Abstract Introduction Glioblastoma (GBM) is the most common primary adult brain tumour with 12–15 months median overall survival. Molecular characterization of multiple immuno-onology targets in GBM is required to optimise immunotherapeutic strategies. Advanced molecular characterisation using Digital Spatial Profiling Technology allows assessment of multiple immuno-oncology protein targets in methylated compared with unmethylated Glioblastoma IDH-wildtype. Methods Nanostring DSP uses multiple primary antibodies conjugated to indexing DNA oligos with a UV photocleavable linker. Tissue Regions of interest (ROI) are selected with bound fluorescent antibodies, oligos are released via a UV-mediated linker and quantitated.

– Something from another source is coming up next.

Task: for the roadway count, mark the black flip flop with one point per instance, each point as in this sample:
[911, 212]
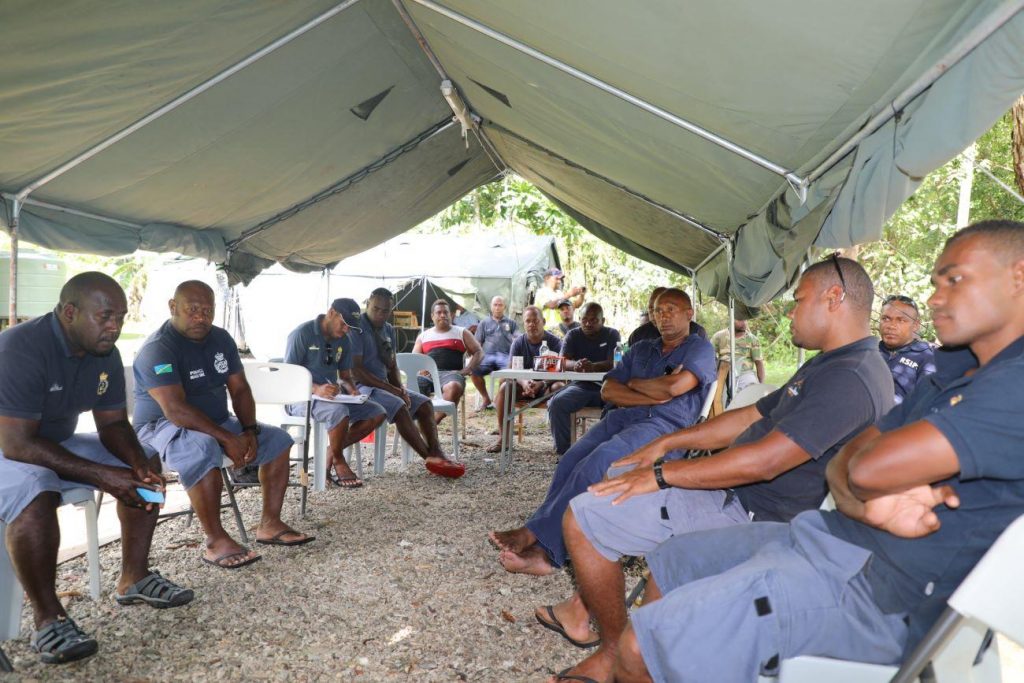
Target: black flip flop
[556, 626]
[218, 561]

We used DSP multiplex analysis of 31 immuno-oncology proteins and controls (PD-1, PD-L1, B7-H3, VISTA, CD45, CD45RO, CD3, MS4A1 (CD20), CD4, CD8A, CD68, STAT3, STAT3 (Phopshory705), GZMB, Beta-2-microglobulin, CD56, Beta-catenin, FOXP3, CD14, CD19, AKT, P-AKT, PTEN, Bcl-2, CD44, Histone H3, S6, IgG Rabbit Control, Mouse IgG Control, Pan-Cytokeratin, Ki67) from ROIs in a cohort of 10 Glioblastomas IDH-wildtype (5 methylated, 5 unmethylated). An nCounter platform allowed quantitative comparisons of antibodies between ROIs in MGMT methylated and unmethylated tumours. Mean protein expression counts between methylated and unmethylated GBM were compared using a linear mixed effect model for technical and biological replicates. Results GeoMx DSP showed 10/27 immuno-oncology target proteins were significantly increased in methylated versus unmethylated Glioblastoma IDH-wildtype (false discovery rate FDR <0.1 by Benjamini-Hocheberg Procedure). Conclusions Increased immuno-oncology protein target expression in methylated versus unmethylated glioblastoma IDH-wildtype using DSP platform has been identified. Advanced multiplex immuno-oncological biomarker analysis is required to identify predictive biomarkers for novel immunotherapeutic agents in GBMs.